Она повернулась и пошла, радуясь тому, что дорога асфальтированная, не надо пробираться по сырым, скользким после недавних дождей просекам. Неведомо почему слово «дождь» зацепило ее сознание и засело в нем, как заноза. Алёна посмотрела на небо – пасмурно, однако дождем не пахнет, скоро облака разойдутся и настанет хрустальный, ясный день. Думала она, думала, но так и не поняла, при чем же тут слово «дождь», что в нем такого… особенного.
В размышлениях она и не заметила, как асфальт кончился. Теперь Алена шла по грунтовой проселочной (такие, вообразите, во Франции тоже есть!) дороге – опять же среди полей. Ну что ж, проселок оказался плотно утрамбован, идти было удобно, однако напрягало одно: вместо того чтобы подниматься к трассе, дорога почему-то шла с небольшим уклоном.
Правда, вскоре проселок выровнялся, и еще минут десять Алёна бодро трусила между стенами спелой кукурузы. Ужасно захотелось есть, она сорвала початок и хотела прожевать несколько зерен, однако они оказались не молочно-мягкие, а уже перезрелые. «Эту кукурузу даже варить часа три, не меньше, – почему-то обиделась Алёна, – где ж ее сырую-то есть?!» Впрочем, ясно, что ни варить, ни сырую есть ее никто не станет, потому что она вся пойдет на силос. Дня через два-три здесь застрекочут комбайны – и вскоре вместо кукурузы будут лежать по всему полю аккуратные брикеты. Потом приедут машины, увезут их, и поле останется чистым, голым, будет просматриваться из конца в конец… Оставалось только пожалеть, что уборочный процесс еще не совершился и стены кукурузы так плотно ограждают путь, что через них ничего не видно. Ну, делать нечего, кончится же когда-нибудь поле!
Кончиться-то оно кончилось, однако дорога плавно перетекла в рощу, и теперь по обе стороны ее тянулись кусты ежевики. Ну и превосходно, потому что ежевика оказалась спелая и крупная, она сама сваливалась в ладонь при малейшем прикосновении, и Алёна оцарапалась всего ничего, в двух или трех местах… Алёна с удовольствием подкреплялась, но ежевика не малина, ее много не съешь, и скоро она оставила приятное занятие. Шла себе и шла, пытаясь проникнуть взором за заросли, но нет – стены леса стояли плотно.
Что за черт? Куда она забрела?
Так первый раз явилась у нашей героини мысль, что она могла заблудиться и не лучше ли вернуться. Но Алёна Дмитриева была существом весьма самоуверенным, а потому эта здравая мысль в ее голове не задержалась. И так шла Алёна да шла… а потом дорога вдруг резко повела под уклон, чего быть никак не могло. То есть не могло быть с дорогой, ведущей на то шоссе, куда хотела попасть Алёна.
Значит, на шоссе она не попадет…
Последняя мысль заставила ее тревожно оглянуться, а в то самое мгновение над верхушками деревьев показалось солнце, и Алёна окончательно утвердилась в догадке, что заблудилась. Иди она правильно, солнце оказалось бы слева, а сейчас оно светило ей в затылок.
Вернуться?
Вернуться можно, конечно… В любое другое время Алёна, наверное, так и поступила бы, однако сейчас где-то там, на шоссе Мулян – Сен– Жорж, маячили жуткая Селин Дюбоннез и ее не менее жуткий подручный в красной каске и на мопеде, а встречаться с ними Алёне ни за что не хотелось, вот уж нет. Поэтому она покорилась судьбе и пошла дальше, уверяя себя в том, что все, что ни делается, делается к лучшему (старая и никогда ей не надоедавшая песня!).
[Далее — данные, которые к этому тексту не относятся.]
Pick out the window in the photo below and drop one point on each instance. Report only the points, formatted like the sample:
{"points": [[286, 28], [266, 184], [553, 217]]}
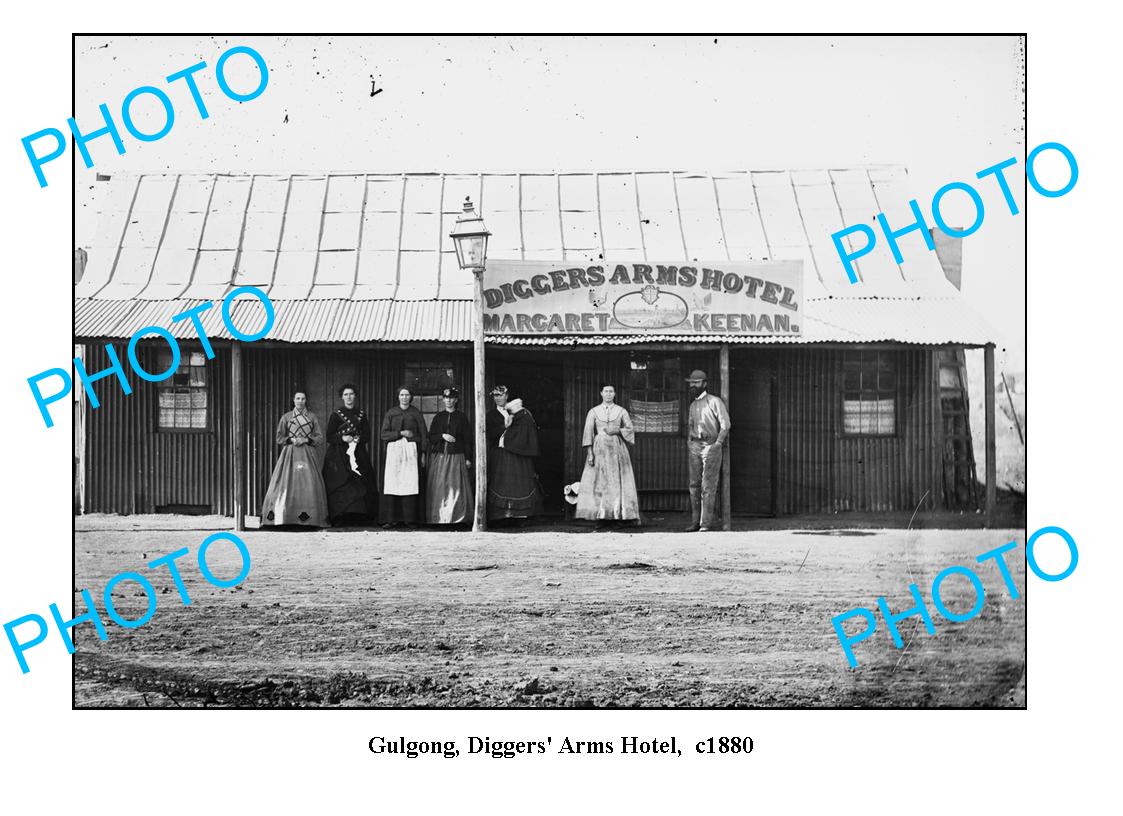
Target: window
{"points": [[426, 382], [869, 393], [655, 394], [183, 395]]}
Косогор делался все круче, иногда кроссовки скользили по траве, которая так и сверкала от росы. Иногда Алёна останавливалась, чтобы умыться (как известно из сказок, роса – лучшее средство для сохранения невянущей красоты), иногда набирала в горсть и пила ее, как воду. Ноги у нее совершенно промокли, но это уже не имело значения. Вокруг смыкался лес невероятной красоты – роскошный дубняк, боярышник и кое-где березы. Чистый, нарядный, какой-то праздничный лес без всякого плюща. Вдруг при дороге появился транспарант, извещавший, что Vieux Château, стало быть, Старый Замок, в километре пути.
Какой еще Vieux Château?!
Алёна снова обернулась и с тоской посмотрела на гору. Нет, тащиться обратно – безумие. Лучше уж в Vieux Château, где бы тот ни находился.
Пройдя еще метров сто, она оказалась на очень красивом мосту через очень красивую реку. А вон и шато – на высокой-превысокой горе. Странно… замок кажется знакомым… Знаменитое déjà vu, что ли? Она бывала здесь в прошлой или позапрошлой жизни?
И тут Алёна замерла перед новым придорожным щитом – замерла в полном недоумении и в ступоре перед собственной топографической тупостью.
«Нуайер-сюр-Серен» – вот что было там написано.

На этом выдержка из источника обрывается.